Prescribed burn planned on Basalt Mtn

The Upper Colorado River Interagency Fire Management crews and partners will conduct a prescribed burn within the next few days on the west flank of Basalt Mountain, roughly 3 miles north of El Jebel, if weather conditions are favorable, the U.S. Forest Service announced Thursday.

As much as 1,200 acres of mountain shrub will be ignited by fire crews. Approximately 25 crew members, three engines and a helicopter will be present to implement the prescribed fire. Smoke and flames may be visible around the Roaring Fork Valley during burn operations, especially from the south side of Missouri Heights. The public is asked not to call 911 or emergency services.

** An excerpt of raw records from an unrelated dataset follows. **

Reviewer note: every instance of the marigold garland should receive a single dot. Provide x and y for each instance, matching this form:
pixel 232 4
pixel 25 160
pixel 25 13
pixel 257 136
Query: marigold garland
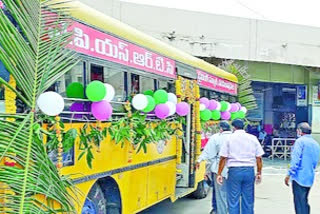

The intent of the project is to promote nutrient recycling of fire-adapted vegetation communities, provide an improved food source for wildlife and create habitat conditions that will encourage wintering deer and elk to stay in the area rather than move onto lower elevation private land where they may become a nuisance. This is continuation of the prescribed burning that occurred in fall and spring 2014.

The targeted area is on National Forest System and Bureau of Land Management lands south to Forest Service Road 524, also known as the Basalt Mountain Road.

“Using fire is a cost-effective way to stimulate growth of winter browse for big game, manage shrub cover for native wildlife and help regenerate aspen stands that have become decadent and in decline,” said Phil Nyland, Forest Service wildlife biologist. A secondary benefit of the project will be the reduction of fuel loads in the mountain shrub and aspen vegetation adjacent to homes in the Missouri Heights area.

The Basalt Fire Protection District will provide additional assistance to this project. Colorado Parks and Wildlife has helped with planning the project and the Rocky Mountain Elk Foundation has pledged some $26,000 to assist the cost of federal fire crews.

“This project is part of a large-scale effort being conducted over a 10-year period in partnership between the U.S. Forest Service and Colorado Parks and Wildlife to improve habitat for elk, mule deer, bighorn sheep and other native wildlife across 45,000 acres on White River National Forest,” said Karen Schroyer, Aspen-Sopris district ranger.